Surely you have discovered that the large majority of graphics cards that need extra power have the power adapters at the top of the PCB, so that when we link the cables they are actually in the center and it ends up being really hard to funnel them. Why do you develop graphics cards this way?
A lot of contemporary graphics cards, other than low-end ones, need extra power since the motherboard’s PCI-Express socket is not efficient in providing them with all the power they need to function. For this factor, the makers integrated the PCIe power connectors on the graphics PCB, and as a basic guideline they lie at the top of it, either in the best location, sticking to the end or perhaps in the center as in the Founder Edition from NVIDIA.
Be that as it might, this arrangement of the power ports winds up being bad when it concerns directing the cable televisions, given that they undoubtedly stay hanging and appear “through” in our assembly. Why then are they not put, for instance, at the back? Or even from behind, on the backplate?
The location of the power adapters
It is true that it is not in all graphics cards, since in many cases– even in referral designs– the power adapters were on the back. Nevertheless, in almost most graphics they are located at the top, which will face the side of the PC once the graphics is set up on the motherboard.
Certainly, if they were positioned from the back it would be a lot more comfortable to be able to transport the cable televisions, considering that as they are, in truth, we will have to turn them virtually 180 degrees.
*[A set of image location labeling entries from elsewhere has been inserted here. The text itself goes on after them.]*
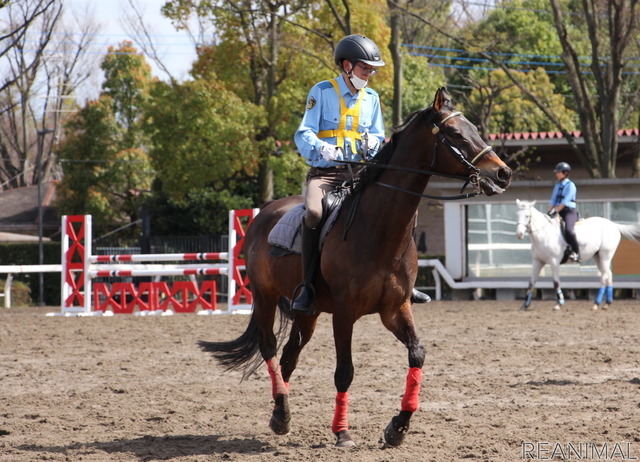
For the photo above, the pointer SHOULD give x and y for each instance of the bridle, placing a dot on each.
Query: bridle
(473, 178)
(437, 130)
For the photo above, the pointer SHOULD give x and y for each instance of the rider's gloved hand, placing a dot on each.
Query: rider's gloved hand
(329, 152)
(374, 145)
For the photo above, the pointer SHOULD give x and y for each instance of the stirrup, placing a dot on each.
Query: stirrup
(419, 297)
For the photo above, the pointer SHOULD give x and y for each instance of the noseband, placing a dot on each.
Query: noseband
(474, 176)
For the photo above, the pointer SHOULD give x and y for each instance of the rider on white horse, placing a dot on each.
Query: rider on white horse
(563, 202)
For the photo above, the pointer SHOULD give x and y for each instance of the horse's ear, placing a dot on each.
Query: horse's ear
(442, 99)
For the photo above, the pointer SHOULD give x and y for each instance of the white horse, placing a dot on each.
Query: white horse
(598, 239)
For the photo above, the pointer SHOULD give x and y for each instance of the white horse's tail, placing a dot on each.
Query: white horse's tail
(630, 231)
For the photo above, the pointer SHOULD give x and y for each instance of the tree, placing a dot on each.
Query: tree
(197, 141)
(105, 164)
(45, 65)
For this function, there are some elbow connectors that permit the cable arrangement to “turn”, although very few relied on producers sell them. With these “elbows” you can connect the cable televisions glued to the backplate of the chart and therefore, at least, avoid having to flex the cables and let them hang all over the middle, having the ability to direct them a little much better.
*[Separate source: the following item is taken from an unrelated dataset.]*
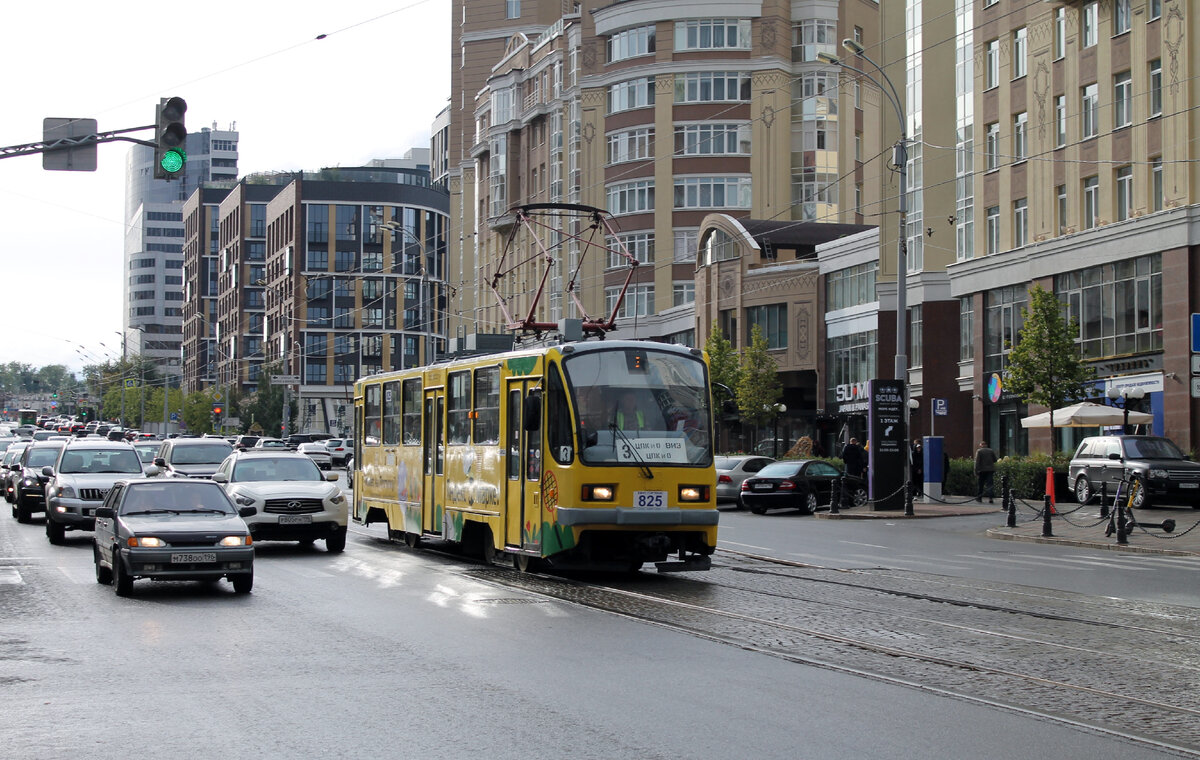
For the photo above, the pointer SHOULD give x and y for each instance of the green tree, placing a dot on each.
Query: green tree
(759, 384)
(1044, 366)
In any case, if the ports were at the back (pointing towards the front case fans) or even on the backplate, it would be far more practical to be able to link and carry them. That being stated, why do not they put them there?
The universal design of PCBs
The answer is by the “universality” when manufacturing the PCB. Many times we have told you that in the PC industry there are many requirements, but the plan of the components is nothing that has a requirement that defines it, so manufacturers need to do the very best they can to adjust their components to the remainder of the world. PC environment. We have actually already discussed that a manufacturer of processor heatsinks must create their products based on how the sockets are developed, and taking into account where the RAM is, the width of the boxes, etc., and that there is no a requirement in this regard.
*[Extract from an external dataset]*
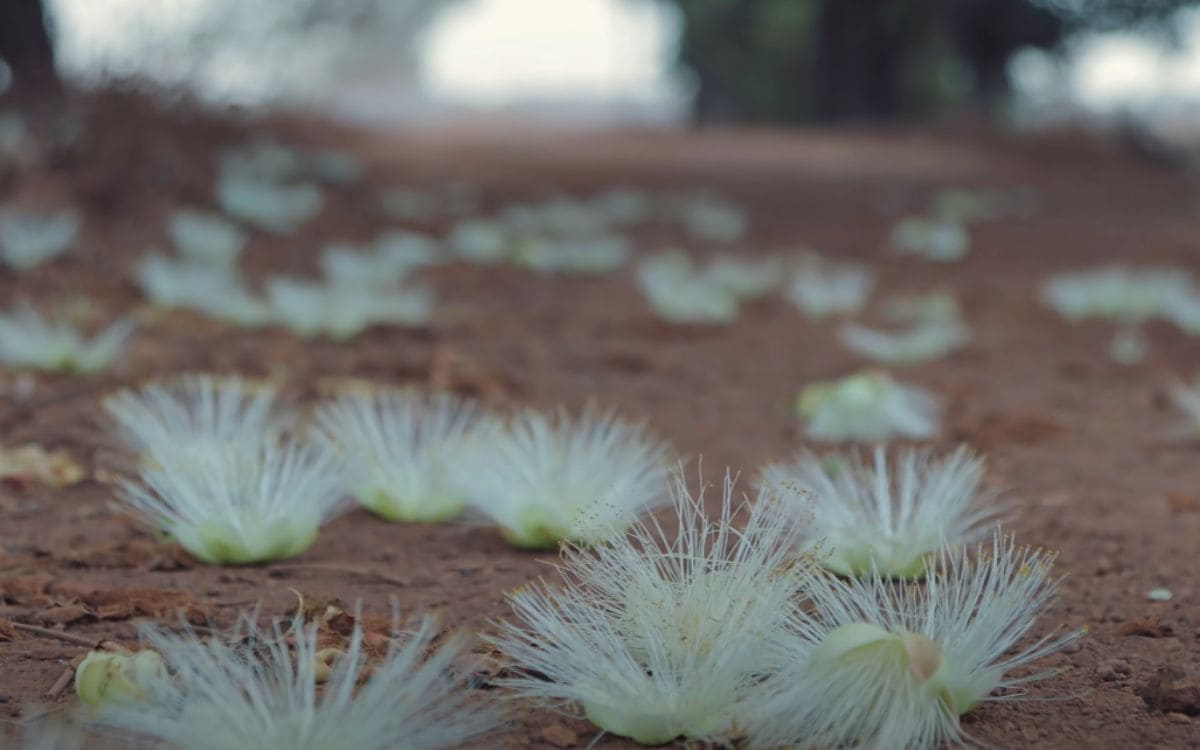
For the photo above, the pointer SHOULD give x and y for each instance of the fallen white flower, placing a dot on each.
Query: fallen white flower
(886, 517)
The exact same thing happens with the PCB of the graphics cards: the maker does not know the length of time is the PC case where you are going to install your graphics card, however there is as a general guideline a type of contract relating to the minimum width, considering that the case width depends on how high you can install the heatsink. This means that taking into consideration the height of the graphics cards, you will always have some area before colliding with the side of the case, space that they make the most of to put the power connectors taking into account the cable that extends. Putting the power connectors on the back could collide with the front fans, the hard disk rack, or whatever the case manufacturer set up in that area.
In other words, the location of the power adapters is put there so that the graphics cards, consisting of the PCIe power adapters, are as universal as possible and work with the largest number of boxes on the marketplace. If you don’t like what there is, you can try to find alternative services such as the elbows that we have revealed above, you just have to search a little and you will discover the most innovative services (consisting of assistances with a built-in PCIe adapter).